Can hackers crack million-dollar dare?

If you're game for a challenge and desperate for money get hacking!

An Australian company, that claims to have developed the ultimate security-proof system, will soon issue a multi-million dollar dare to the hacking underworld.

With a 30-day deadline, the challenge to crack Secure Systems' Silicon Data Vault technology will be issued by 15 December.

"We don't believe any hacker at all will get through the vault," Secure Systems chief executive, Mike Wynn, told ZDNet.

A successful crack will see US$10,000 (£6,959) donated by Secure Systems to a charity of the hacker's choice, otherwise if the technology isn't penetrated, US$1m (£695,906) will be donated to the "Make a Wish Foundation" when Secure Systems strikes a commercialisation deal that takes the technology to market.

"After [hackers'] first attempt we'll give them the default password to get into the vault," Wynn said. "But they still won't find what they're looking for.
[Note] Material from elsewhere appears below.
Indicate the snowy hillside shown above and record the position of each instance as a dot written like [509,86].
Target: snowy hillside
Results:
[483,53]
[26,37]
That's how sure we are of our product."

Whilst everyone else is trying to solve the problem of hacking and fraud by using heavily encrypted software, the Silicon Data Vault is a hardware firewall that sits between the operating system and the hard drive controlling the actions of the user, according to Wynn.

"Banks are losing tens of millions of dollars to Internet fraud a year," Wynn said, "We believe our device will stop all that."

Three years in development, the Silicon Data Vault was recently unveiled at the E-Security Conference and Exposition in the US.

"Australian companies are not geared up enough to bring this [technology] to the market as quickly as American companies," Wynn claimed.

Configured to meet the needs of the everyday PC user, banking systems, government needs, as well as those of the military, the price tag attached to the Silicon Data Vault will depend on how much security is put through the chip, Wynn said.

"Software is just that -- soft," Wynn said. "We approached this huge worldwide problem of computer security from an entirely different tack: that when hardware meets software, hardware wins," Wynn said.